Some manufacturers experiment with reclaiming spent chemical streams for new syntheses or transforming volatile by-products into less hazardous compounds. Real progress grows in fits and starts, fueled by regulations, corporate reputation concerns, and community input. Even so, the practical and economic value of Chloromethyltrichlorosilane continuously brings it back into the picture. Companies set up recycling protocols, invest in safer storage solutions, and train new hires so well-established products like this stay useful without reckless risk.
A compound like Chloromethyltrichlorosilane never stands still—researchers find new ways to use and modify it each year. In the personal care and cosmetics sector, colorfast pigments and durable resin coatings benefit from silanized particles, many of which rely on the unique chemistry of Chloromethyltrichlorosilane. The ongoing trend toward miniaturization in electronics raises the bar for surface treatments that deliver at nano- and micro-scale levels. This compound quietly underpins some of the most exciting moves in medical diagnostics, environmental monitoring, and advanced materials.
Applied research groups often share fresh protocols for using Chloromethyltrichlorosilane to support innovative projects, such as single-molecule sensors, new classes of biocompatible implants, or surfaces that self-organize to prevent bacterial growth. In graduate labs, stories circulate about ruined glassware, rapid learning curves, and the sense of accomplishment when a surface modification finally works. Those experiences drive best practices, improve training, and keep safety front-of-mind for new students and professionals alike.

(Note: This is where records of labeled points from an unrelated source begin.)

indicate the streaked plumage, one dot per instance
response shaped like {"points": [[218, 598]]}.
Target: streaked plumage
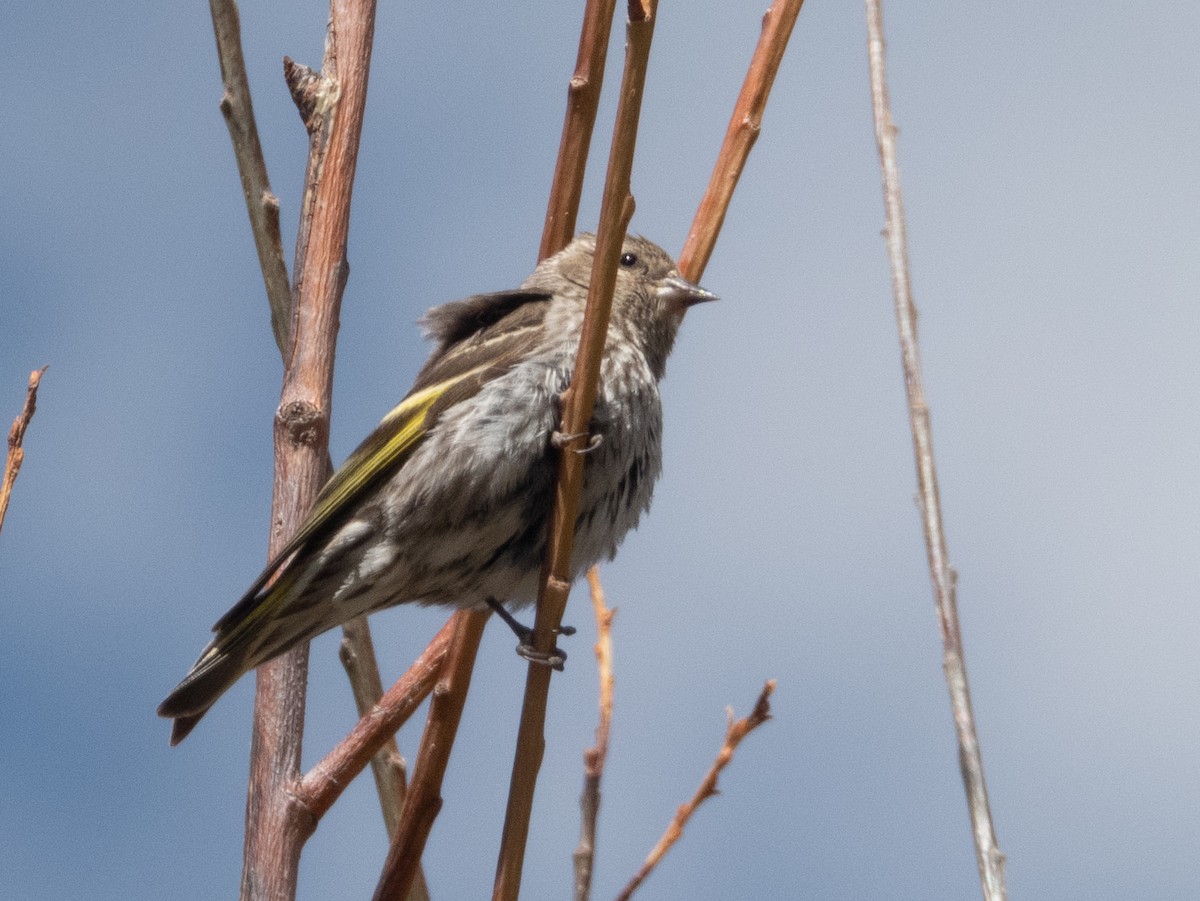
{"points": [[447, 502]]}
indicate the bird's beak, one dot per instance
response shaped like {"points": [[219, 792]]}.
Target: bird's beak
{"points": [[682, 294]]}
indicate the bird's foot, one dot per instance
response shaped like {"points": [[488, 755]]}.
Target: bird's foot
{"points": [[559, 440], [553, 659]]}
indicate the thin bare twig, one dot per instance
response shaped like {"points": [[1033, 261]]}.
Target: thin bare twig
{"points": [[425, 794], [988, 854], [274, 833], [739, 138], [357, 653], [733, 734], [582, 101], [16, 436], [262, 204], [616, 210], [594, 757]]}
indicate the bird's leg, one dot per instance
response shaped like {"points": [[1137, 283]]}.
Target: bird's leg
{"points": [[555, 659], [558, 440]]}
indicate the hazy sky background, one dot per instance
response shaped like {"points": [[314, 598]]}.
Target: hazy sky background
{"points": [[1050, 170]]}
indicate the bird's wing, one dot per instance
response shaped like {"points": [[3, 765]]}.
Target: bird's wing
{"points": [[508, 325]]}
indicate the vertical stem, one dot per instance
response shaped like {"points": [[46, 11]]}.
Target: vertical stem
{"points": [[275, 826], [617, 209], [988, 854]]}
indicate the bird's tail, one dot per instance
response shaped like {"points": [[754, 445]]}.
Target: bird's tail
{"points": [[213, 674]]}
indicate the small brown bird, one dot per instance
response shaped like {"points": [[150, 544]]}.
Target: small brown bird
{"points": [[448, 500]]}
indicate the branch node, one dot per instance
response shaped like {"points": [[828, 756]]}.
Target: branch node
{"points": [[303, 422], [306, 88]]}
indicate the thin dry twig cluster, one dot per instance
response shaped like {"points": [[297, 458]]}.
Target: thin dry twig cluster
{"points": [[16, 455], [735, 732]]}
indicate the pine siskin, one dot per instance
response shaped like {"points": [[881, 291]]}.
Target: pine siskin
{"points": [[448, 500]]}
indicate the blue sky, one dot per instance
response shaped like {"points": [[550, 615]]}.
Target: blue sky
{"points": [[1049, 162]]}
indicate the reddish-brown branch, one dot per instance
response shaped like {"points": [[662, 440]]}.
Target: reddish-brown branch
{"points": [[327, 780], [582, 101], [733, 734], [594, 757], [988, 856], [616, 210], [274, 835], [16, 436], [739, 138], [425, 794]]}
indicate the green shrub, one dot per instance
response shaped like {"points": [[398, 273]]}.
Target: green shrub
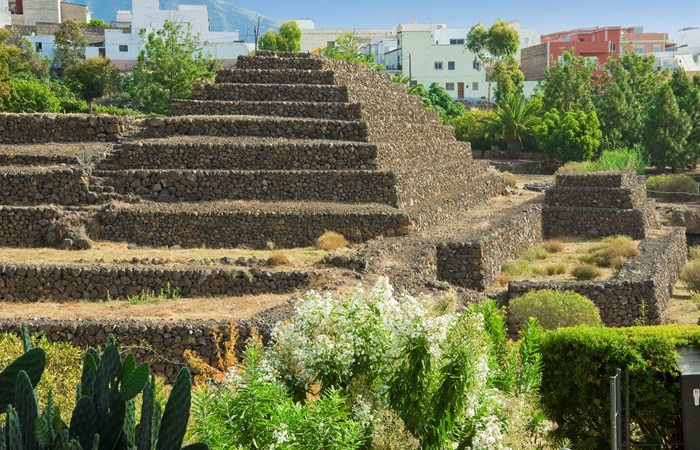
{"points": [[585, 272], [62, 372], [618, 160], [31, 96], [676, 183], [578, 364], [470, 127], [691, 276], [553, 309]]}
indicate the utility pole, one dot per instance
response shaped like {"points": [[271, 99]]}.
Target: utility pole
{"points": [[256, 32]]}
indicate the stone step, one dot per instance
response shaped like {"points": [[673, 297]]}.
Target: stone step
{"points": [[61, 185], [275, 76], [347, 186], [236, 153], [259, 126], [62, 282], [271, 92], [246, 224], [267, 62], [312, 110]]}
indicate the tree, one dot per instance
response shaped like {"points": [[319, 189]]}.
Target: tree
{"points": [[91, 79], [570, 136], [514, 119], [287, 40], [687, 93], [492, 45], [666, 131], [626, 89], [170, 63], [508, 77], [346, 48], [568, 84], [70, 44]]}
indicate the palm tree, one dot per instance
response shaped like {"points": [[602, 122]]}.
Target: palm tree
{"points": [[513, 119]]}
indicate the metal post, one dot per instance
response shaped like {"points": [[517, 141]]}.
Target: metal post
{"points": [[627, 410]]}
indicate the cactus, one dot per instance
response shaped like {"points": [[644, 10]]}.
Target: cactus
{"points": [[27, 410], [177, 411], [104, 417], [32, 362]]}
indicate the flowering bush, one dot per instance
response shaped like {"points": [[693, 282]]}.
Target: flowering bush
{"points": [[342, 369]]}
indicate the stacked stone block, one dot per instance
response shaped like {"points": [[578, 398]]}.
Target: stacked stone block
{"points": [[598, 204]]}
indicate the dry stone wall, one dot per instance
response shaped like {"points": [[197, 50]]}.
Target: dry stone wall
{"points": [[598, 204], [646, 279], [194, 185], [251, 227], [474, 261], [39, 128], [19, 283]]}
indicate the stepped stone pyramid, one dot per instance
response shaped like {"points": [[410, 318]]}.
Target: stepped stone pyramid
{"points": [[598, 204], [321, 144], [280, 149]]}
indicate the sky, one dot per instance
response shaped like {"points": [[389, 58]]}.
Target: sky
{"points": [[546, 16]]}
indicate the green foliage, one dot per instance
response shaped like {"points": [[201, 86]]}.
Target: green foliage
{"points": [[687, 95], [578, 364], [621, 159], [104, 414], [170, 63], [514, 119], [70, 44], [498, 43], [91, 79], [626, 88], [571, 136], [346, 48], [508, 77], [567, 85], [470, 126], [671, 183], [287, 40], [27, 94], [553, 309]]}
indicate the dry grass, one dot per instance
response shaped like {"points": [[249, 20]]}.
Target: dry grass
{"points": [[279, 259], [330, 240], [117, 253], [586, 272], [510, 179], [553, 246]]}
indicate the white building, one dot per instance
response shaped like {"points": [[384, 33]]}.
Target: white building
{"points": [[123, 46], [313, 39], [435, 53]]}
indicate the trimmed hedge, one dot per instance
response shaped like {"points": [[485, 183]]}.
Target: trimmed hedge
{"points": [[578, 364]]}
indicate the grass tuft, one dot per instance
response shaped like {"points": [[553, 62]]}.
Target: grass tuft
{"points": [[330, 240]]}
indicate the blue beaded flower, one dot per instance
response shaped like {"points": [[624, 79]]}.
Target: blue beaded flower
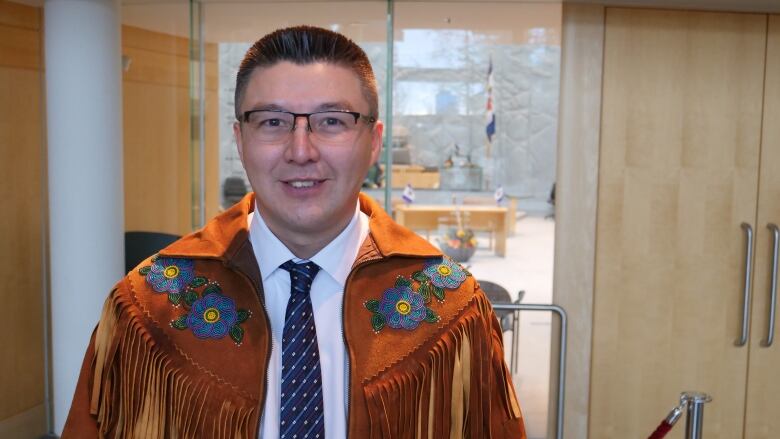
{"points": [[170, 275], [444, 273], [402, 307], [212, 316]]}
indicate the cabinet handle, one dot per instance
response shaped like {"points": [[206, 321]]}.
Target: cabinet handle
{"points": [[770, 336], [748, 279]]}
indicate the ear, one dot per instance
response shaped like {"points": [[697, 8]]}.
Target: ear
{"points": [[376, 140], [239, 141]]}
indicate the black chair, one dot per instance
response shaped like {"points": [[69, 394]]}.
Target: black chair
{"points": [[141, 245]]}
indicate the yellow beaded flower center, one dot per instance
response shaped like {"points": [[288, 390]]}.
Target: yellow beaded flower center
{"points": [[171, 271], [403, 307], [211, 315]]}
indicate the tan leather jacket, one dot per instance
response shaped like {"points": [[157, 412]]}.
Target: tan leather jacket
{"points": [[152, 370]]}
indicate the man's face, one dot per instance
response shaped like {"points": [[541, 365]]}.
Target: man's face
{"points": [[304, 187]]}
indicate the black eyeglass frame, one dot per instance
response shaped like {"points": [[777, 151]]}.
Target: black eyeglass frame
{"points": [[355, 114]]}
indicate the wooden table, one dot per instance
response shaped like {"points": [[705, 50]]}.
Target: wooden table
{"points": [[427, 217]]}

After years of working with a broad range of silane and chlorosilane compounds, the role of Chloromethyltrichlorosilane comes into sharper focus. It isn’t the easiest or safest material to handle, but its contribution to progress in high-value sectors sets it apart. The skilled use of this product enables features in finished goods that end-users rarely notice but would soon miss if they disappeared—greater sensitivity in biosensors, longer product life in industrial components, or improved processability in manufacturing lines. That may not make headlines, but those who rely on the right tool for the job see the difference every working day.
Its future looks just as active, as industries keep searching for materials and processes that push performance without adding unnecessary cost or risk. Teams who remain attentive to changes in regulatory guidelines, invest in training, and share knowledge across generations of chemists will get the best results. In a world where tiny details can make or break big advances, Chloromethyltrichlorosilane stays relevant for one simple reason: it works wherever expertise and care go hand in hand. With its combination of chemical versatility, practical value, and a legacy of consistent performance, this compound keeps its place as a quiet cornerstone in modern industry and research.